In November 2005, the state medical examiner's office held its first bilingual news conference in an effort to identify two men whose skeletal remains were found scattered in a wooded area in Bourbon County.
Deer hunters found the remains on Nov. 13. The men had been beaten and shot in late summer or early fall, investigators said at the news conference held in both English and Spanish five days after the bodies were found.
Tips from Spanish-speaking residents led investigators to the mothers of the two men. The women's DNA matched that of DNA taken from the men's bones.
On Thursday, the Bourbon County Coroner's Office released the victims' names:
Miniamin Osorio Lazaro, 19, of Oaxaca, Mexico, and Francisco Aldaba, 28, of Chihuahua, Mexico.
"It was because of that bilingual press conference that police got their first leads as to the identification of these people," state forensic anthropologist Emily Craig said. "Their first accurate tips were immediately following the press conference."

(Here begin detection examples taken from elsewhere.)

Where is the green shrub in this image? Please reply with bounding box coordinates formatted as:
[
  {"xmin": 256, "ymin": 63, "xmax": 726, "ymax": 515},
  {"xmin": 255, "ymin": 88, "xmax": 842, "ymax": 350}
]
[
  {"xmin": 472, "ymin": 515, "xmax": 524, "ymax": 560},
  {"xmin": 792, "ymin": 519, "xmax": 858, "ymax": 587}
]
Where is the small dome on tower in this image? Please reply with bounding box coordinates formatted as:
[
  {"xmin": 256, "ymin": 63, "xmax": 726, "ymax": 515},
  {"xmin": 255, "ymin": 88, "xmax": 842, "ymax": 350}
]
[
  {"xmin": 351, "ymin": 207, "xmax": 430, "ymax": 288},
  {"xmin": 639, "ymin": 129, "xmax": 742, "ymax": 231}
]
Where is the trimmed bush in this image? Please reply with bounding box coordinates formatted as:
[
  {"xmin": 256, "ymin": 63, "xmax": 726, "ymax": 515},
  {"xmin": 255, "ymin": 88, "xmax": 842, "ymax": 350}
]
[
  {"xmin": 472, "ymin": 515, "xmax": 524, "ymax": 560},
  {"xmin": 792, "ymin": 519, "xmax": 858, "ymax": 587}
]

Kentucky State Police are still investigating the deaths, Bourbon County Deputy Coroner DeeGee Ison said.
Craig said it took a lot of time to contact families, and neither of the men had medical or dental records.

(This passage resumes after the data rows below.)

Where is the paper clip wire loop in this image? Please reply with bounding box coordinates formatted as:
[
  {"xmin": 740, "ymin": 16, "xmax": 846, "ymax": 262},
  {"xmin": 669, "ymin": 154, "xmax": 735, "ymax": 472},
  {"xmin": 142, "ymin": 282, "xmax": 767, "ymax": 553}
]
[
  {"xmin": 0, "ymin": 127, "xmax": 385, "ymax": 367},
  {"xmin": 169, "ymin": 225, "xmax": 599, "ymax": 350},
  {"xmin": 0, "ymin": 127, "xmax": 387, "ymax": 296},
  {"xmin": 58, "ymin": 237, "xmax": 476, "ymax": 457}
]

She said the process to identify the men started at the scene, a private property at 901 Stoney Point Road near North Middletown.
About 200 bones for each of the men were commingled in the area, and careful notes were taken regarding the surroundings to help determine how and when the men died.
It's more than collecting bones, Craig said.
"I hate to say 'collecting' because people think it's like an Easter egg hunt," she said. "The scene investigation and the recovery of the remains takes a long time. You don't just go around and pick up bones."
Craig said she spent about two days in the area.
The press conference was held after it was determined that the victims were from Central or South American descent, Craig said.
Tips to police helped investigators obtain names of presumed victims.
The state medical examiner's office contacted the families for DNA reference samples, which was compared to DNA from the bones of the victims.
"Getting DNA from bones is not as simple as it looks on television," Craig said.
She said there were only two labs in the country that did the DNA testing for free through a federal initiative, and the process takes about a year.
Craig said the time frame for solving the case wasn't unusual because DNA testing takes so long. But the pieces of the puzzle finally came together.
"The most difficult thing in this case was working across international borders," she said.